# VNC Enterprise Exception/Zonealarm Firewall



## JHY-IC (Oct 5, 2005)

I recently installed RealVNC Enterprise vE4.5.1 on two computers at home. I can connect to my wife's computer, but after awhile, it just closes the connection and I am disconnected from her computer.

I am running Zonealarm Security Suite v8.0.298.035. Prior to installing Zonealarm Security Suite, I had an older version of Zonealarm Firewall where I could add an exception to allow RealVNC. I added an exception for RealVNC through my router. Can anyone advise me on how to add an exception to this particular version of Zonealarm Security Suite (v8.0.298.035)? Is there anything else I need to do to properly configure both of these programs (or any others) so that I will have a reliable connection? Any help configuring this software so that I will stop losing my connection would be appreciated.

Thanks,
Joseph


----------



## ebackhus (Apr 21, 2005)

I just don't recommend ZoneAlarm at all. I've had NOTHING but problems with it and I consider myself pretty savvy with computers and networking. If you have a router I'd check to see if it has a firewall and just use that instead.


----------



## JHY-IC (Oct 5, 2005)

As a long time user of Zone Alarm, I would like to know your reasons for not using it. My router does have a built-in firewall. I am just interested to know why you recommend not using it.
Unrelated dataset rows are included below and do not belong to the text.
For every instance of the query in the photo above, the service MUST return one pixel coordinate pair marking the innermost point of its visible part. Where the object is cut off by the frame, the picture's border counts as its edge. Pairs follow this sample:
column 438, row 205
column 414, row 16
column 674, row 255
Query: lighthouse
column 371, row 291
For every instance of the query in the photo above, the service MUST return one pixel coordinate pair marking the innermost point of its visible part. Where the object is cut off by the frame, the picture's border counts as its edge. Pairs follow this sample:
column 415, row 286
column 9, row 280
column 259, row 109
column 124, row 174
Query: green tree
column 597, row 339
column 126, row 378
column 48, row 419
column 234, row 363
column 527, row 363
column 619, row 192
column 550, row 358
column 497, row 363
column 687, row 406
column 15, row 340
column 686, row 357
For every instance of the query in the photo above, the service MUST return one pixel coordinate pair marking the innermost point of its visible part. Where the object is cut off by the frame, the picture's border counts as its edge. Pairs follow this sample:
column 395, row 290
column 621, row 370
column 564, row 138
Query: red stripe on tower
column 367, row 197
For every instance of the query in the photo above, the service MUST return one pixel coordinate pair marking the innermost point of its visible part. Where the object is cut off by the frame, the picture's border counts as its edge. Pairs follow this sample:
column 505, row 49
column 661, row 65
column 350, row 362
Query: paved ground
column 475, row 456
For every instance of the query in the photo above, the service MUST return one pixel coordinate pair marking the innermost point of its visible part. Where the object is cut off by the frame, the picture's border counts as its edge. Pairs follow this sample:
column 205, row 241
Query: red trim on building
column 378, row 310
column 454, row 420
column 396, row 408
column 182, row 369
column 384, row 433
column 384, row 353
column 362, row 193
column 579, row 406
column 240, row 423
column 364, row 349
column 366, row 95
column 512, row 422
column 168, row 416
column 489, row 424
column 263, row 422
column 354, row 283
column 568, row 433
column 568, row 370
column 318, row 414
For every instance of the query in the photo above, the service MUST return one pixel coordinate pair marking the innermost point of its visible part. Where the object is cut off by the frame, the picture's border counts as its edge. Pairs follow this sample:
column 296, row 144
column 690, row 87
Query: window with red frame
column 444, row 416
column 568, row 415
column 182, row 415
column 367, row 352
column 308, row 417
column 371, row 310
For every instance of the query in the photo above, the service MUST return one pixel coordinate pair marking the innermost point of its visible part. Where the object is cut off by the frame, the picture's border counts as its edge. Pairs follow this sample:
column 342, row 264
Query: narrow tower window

Thanks.


----------



## ebackhus (Apr 21, 2005)

Early on when I first began to host my website from home I used ZoneAlarm in an attempt to protect it.

Instead of disallowing bad traffic NOTHING went through. Nothing in and nothing out. None of the rules I set would work and even after removing it the damn computer still couldn't communicate. I had to wipe to get it working again.


----------